Algorithm For Ranking Dates Based On Deviation From Specific Date

algorithmsconic sectionslogarithms

I may be over-thinking this but it has been a while since I did proper maths (hoping to fix that soon) and so I am wondering the most concise way to accomplish this.

I am developing a weighted ranking of inventory based (in part) on availability of the inventory item. Some of the weights will just be booleans, so are easy.

For example, if the product is queried and the available date was in the past, the item gets 0 percent for the boolean score for Is Not In Past, one of my parameters. This is easy because if it is instead available in the future, it gets 100% for this parameter. This is what I mean by boolean in this case, that the item either gets the full score or nothing.

The issue I am having trouble is when I don't want to score as a boolean, (either/or value) but as a sliding scale. For example, if we determine due to seasonality that items available near Christmas are the most likely to be sold, this can't simply be a boolean, because if it is two days ahead or behind December 25th, it should have a slightly higher score than three days ahead of behind. That is, it isn't either/or.

My question is, given a date such as December 25th, 2018, how do I calculate the variance or deviation of a date from this date in a sliding scale way, so that the highest value or percent goes to those on or closest to the date, and it drops off the farther you get?

Ideally it would be an equation I could plug in UNIX or other date param into and get the deviation and have it pluggable into the same weighted system assigning percentages with the booleans.

So for example, for the availability category it has two parameters, each worth 50% of the total availability score/weight.

50% is either lost or gained on the boolean condition Is Not In Past and then 50% given based on how close the item is available to Christmas.

Example, an item sold on Christmas would be at 100% because it isn't in the past (automatic 50% based on boolean plus 50% for no variance from the date).

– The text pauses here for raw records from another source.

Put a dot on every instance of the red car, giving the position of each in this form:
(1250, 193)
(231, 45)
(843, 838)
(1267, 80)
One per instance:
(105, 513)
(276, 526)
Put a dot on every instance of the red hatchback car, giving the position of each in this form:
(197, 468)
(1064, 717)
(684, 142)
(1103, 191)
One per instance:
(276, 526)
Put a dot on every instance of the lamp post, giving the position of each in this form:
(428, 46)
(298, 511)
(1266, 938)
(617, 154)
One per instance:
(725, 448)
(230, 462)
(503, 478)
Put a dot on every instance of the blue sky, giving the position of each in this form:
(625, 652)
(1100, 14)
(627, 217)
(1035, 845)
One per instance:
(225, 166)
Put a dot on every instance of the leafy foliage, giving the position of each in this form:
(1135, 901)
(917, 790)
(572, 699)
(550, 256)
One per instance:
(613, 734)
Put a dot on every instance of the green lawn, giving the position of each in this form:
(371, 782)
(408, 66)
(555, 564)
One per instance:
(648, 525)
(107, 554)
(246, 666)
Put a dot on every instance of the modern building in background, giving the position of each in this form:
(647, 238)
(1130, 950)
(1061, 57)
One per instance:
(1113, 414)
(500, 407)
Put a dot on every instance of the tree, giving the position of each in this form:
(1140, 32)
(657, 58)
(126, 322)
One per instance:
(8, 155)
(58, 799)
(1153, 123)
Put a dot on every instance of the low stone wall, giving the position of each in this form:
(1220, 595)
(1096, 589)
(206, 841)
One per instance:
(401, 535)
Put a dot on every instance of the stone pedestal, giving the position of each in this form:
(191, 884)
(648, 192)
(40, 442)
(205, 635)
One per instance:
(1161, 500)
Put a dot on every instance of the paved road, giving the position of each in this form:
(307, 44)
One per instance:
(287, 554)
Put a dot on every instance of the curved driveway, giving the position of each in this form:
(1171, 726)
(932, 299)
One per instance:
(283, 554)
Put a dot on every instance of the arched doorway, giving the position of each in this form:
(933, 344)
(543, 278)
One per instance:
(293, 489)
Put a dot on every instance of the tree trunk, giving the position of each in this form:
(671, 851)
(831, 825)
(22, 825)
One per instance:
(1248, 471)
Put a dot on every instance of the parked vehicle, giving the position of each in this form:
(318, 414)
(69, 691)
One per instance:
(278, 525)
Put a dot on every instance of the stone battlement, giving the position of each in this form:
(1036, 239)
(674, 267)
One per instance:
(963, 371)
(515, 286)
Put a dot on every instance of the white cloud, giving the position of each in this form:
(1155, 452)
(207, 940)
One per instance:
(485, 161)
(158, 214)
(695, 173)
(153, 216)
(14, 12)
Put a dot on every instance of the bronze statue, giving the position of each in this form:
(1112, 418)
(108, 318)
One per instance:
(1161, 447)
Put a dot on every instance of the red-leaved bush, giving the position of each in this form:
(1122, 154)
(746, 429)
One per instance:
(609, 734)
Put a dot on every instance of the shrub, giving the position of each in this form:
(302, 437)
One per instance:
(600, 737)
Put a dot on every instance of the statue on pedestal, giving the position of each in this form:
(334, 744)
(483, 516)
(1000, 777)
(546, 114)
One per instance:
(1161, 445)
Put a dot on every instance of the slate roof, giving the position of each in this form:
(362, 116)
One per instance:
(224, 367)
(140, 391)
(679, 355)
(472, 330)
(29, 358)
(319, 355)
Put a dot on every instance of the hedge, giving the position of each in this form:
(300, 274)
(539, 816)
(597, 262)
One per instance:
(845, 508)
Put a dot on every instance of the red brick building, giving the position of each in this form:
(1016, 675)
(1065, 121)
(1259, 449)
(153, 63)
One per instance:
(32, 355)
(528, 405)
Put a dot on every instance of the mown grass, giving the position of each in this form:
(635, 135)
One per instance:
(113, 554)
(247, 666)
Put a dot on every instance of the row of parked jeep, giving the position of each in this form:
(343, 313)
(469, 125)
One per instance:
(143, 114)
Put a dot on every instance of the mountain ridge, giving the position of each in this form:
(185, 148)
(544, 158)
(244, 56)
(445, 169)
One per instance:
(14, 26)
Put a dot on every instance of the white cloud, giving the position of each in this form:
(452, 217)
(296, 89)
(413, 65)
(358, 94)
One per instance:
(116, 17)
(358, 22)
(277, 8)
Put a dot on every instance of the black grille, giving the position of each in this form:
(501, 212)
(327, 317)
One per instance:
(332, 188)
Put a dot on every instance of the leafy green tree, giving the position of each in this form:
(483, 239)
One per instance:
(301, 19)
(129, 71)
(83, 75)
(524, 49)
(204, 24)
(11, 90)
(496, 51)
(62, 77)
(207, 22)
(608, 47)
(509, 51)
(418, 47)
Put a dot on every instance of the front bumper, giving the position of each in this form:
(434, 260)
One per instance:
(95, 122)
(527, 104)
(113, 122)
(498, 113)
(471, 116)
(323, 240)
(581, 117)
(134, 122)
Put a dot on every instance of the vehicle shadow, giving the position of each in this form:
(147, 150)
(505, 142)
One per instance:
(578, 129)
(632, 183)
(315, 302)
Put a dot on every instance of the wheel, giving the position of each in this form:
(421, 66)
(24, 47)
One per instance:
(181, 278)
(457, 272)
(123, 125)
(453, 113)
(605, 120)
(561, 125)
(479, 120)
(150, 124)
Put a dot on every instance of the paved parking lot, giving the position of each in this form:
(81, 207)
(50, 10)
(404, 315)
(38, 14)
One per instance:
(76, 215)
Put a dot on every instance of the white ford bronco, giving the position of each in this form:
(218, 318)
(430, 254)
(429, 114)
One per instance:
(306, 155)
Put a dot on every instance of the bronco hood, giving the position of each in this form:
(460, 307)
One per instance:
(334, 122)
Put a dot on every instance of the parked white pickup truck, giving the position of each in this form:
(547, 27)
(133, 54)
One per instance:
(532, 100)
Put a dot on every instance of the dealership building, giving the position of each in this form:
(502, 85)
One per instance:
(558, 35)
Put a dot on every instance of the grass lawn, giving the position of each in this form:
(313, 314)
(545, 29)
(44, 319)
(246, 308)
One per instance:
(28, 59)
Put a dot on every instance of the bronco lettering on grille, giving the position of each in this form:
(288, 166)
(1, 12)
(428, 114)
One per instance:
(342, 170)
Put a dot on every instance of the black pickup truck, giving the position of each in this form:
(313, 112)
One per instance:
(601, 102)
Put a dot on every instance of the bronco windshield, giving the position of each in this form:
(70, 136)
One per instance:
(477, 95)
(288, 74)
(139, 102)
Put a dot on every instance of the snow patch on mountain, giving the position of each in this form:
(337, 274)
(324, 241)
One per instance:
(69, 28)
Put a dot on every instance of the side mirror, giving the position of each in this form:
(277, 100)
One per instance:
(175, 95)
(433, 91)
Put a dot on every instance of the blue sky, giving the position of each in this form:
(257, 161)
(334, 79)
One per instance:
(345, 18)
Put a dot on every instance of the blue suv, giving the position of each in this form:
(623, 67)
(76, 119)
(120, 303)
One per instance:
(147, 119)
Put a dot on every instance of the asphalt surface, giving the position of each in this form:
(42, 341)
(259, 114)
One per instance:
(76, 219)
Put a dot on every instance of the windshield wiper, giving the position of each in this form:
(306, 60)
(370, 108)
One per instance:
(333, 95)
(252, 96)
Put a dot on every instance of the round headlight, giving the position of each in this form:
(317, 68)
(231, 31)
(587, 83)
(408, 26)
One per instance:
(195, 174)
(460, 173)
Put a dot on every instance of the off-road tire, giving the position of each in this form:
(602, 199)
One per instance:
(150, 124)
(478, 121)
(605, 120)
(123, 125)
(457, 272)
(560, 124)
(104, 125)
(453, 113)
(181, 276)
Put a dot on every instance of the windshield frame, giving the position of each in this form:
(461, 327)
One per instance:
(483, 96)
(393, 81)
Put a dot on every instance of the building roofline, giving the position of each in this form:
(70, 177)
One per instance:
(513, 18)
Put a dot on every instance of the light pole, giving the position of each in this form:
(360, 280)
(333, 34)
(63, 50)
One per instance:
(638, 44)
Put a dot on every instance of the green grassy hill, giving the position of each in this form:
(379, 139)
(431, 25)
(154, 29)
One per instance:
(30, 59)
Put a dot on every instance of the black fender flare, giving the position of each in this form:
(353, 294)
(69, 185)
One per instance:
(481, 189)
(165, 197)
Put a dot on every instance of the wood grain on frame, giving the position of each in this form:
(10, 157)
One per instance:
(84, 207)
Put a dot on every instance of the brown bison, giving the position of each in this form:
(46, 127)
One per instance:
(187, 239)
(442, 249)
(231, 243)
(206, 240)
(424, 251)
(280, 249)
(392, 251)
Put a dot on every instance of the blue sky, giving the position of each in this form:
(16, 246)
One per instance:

I am wondering how to do this, I imagine it as a parabola with Christmas in the center but when I looked up parabolic equations and deviations it was about a collection of values deviating from a mean. In this case I'm not interested in the mean of my values, just how much they deviate from a given date. Furthermore, if there are ways to have a linear scale up until a certain time is exceeded, that would be good too, for example, it goes down at a steady pace from Christmas until you hit 3 months, when the score declines sharply, and maybe drops off completely after a year.

I know I'm not posting this with equations and this is mostly text, which I apologize for, I'm just trying to explain my problem as I'm not versed enough to know the proper terms to google or equations to look up. Please assist or even just offer points in the right direction!

EDIT:

I decided to try a parabola, and did this:

$\left(x-1545696000000\right)^2\ =\ 4\left(-86400000\right)\left(y-100\right)$

1545696000000 is the UNIX timestamp in milliseconds of December, 25 2018.

I chose 86400000 as the focal width because I wasn't sure about my units or intervals as I moved away from 1545696000000, that is, it should only impact the score significantly if it is a day off, 86400000 is the amount of milliseconds in a day. I chose 100 because my highest score is a percent, so 100 at most.

I did a graph of this parabola and it seems right in terms of my concept, however I'm looking to get confirmation from brighter mathematical minds to know if this is a good approximation of what I wanted, I looked at this – What is the focal width of a parabola? – but was a little unsure.

EDIT 2: When I plot $x = 1545609600000$ the UNIX timestamp of the previous day, it intersects the main parabola where $y<0$ which is too harsh of a grade (0% for only one day off) – again I think this relates to the focal width but would like a mathematical principle on how to set it in this case rather than guessing.

EDIT 3: Perhaps logarithmic scale is best for this instead??

Example: $y=\log_{10}\left(\frac{x}{1545696000000} \right) + 100$ and I calculate the percentage offset from $y = 100$?

Best Answer

I've read through your descriptions and examples and it is not at all clear what you are trying to say, but I was able to glean a few things.

I think you probably want a normal distribution:

$$y = e^{-a(x - d)^2}\times 100\%$$

In programming parlance

y = 100 * exp(-a*(x - d)^2)

Where $x$ is the current date, $d$ is the target date (Christmas, in your example), $a$ is an adjustable parameter, and $y$ is the output value.

$y$ will be at $100\%$ when $x = d$, but the greater $x$ differs from $d$ in either direction, the lower $y$ will be. The parameter $a$ controls how fast $y$ decays as $x$ moves away from $d$. The bigger $a$ is, the faster $y$ will fall.

Some important characteristics of this function:

  • It is symmetric about $d$. 3 days before will have exactly the same value of $y$ as 3 days after.
  • $y$ never drops all the way to $0\%$. This is unlike your attempted formulas, which will drop below $0$. But the normal distribution just tapers off. 10,000 years in the future would still give a ridiculous small, but non-zero value (in exact mathematics - in computing, at some point it becomes too small for the computer to handle, so after that it will just return $0$).

There are a multitude of functions that you could use. If these characteristics are not right for your purpose, then there are other choices.